OK, so the unrolling depression is actually an "infection." And the infection is caused by high energy prices, too much growth and millions of uninsured Americans. Yet, in our opinion, the current financial problems are not an infection. An infection may be defined as "the transmission of infectious microorganisms from one person to another." One person (or region) has a sickness that is then passed along to another. This is not what is going on. The current economic crisis is not a disease. It is not transmitted. Nor is it caused by reckless investments or uninsured Americans.

This hasn't stopped the world's leading wire service from running a definitive analysis picked up by hundreds of media outlets explaining that the current rolling depression is an infection caused by noninsured Americans. Articles like this explain why there is so much confusion in the Western world when it comes to economic issues.

In truth, as many readers of the alternative "Net press may know well, the economic crisis is a further expression of the dysfunction of a paper-money economy — along with the ability of central bankers to over-print paper money, thus causing booms and busts. Over years and even decades, the stresses generated by the mal-investment of money build up until one day they prove too much for the economy to bear. Too much money has been invested wrongly and the larger economic order totters and fails. People don't need so many cars, houses, boats and clothes. And there are other non-consumer distortions.

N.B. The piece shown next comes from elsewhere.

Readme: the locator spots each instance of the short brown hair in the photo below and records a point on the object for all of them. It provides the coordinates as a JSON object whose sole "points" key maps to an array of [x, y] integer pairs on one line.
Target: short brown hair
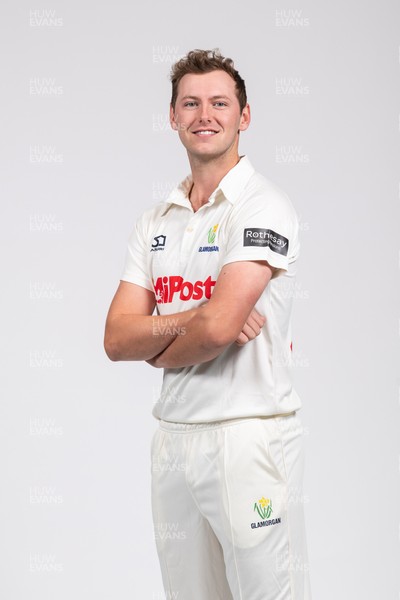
{"points": [[205, 61]]}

As important, no doubt, as sector mal-investment, is the growth of the government sector while the economy is being successfully stimulated. This process puts too many people to work in jobs that basically harass the productive (private) sector. Work regulations, environmental rules and the redistribution of wealth (via taxes) all build up over time into an insupportable burden. The economy finally sags and collapses. Of course, again, none of this is the result of an "infection" nor is any of it caused by uninsured Americans.

After Thoughts

The misinformation of the mainstream media when it comes to the economy is pervasive and in ordinary times would preclude people from figuring out ways to save themselves and their loved ones from further damage. Fortunately, the Internet has, during this terrible business cycle, provided many with the information necessary to take human action to help with their reduced circumstances. Those who read what the alternative press has to say carefully will likely buy gold and silver and understand where they need to put their energy to best earn an income. They will not learn any of this from AP.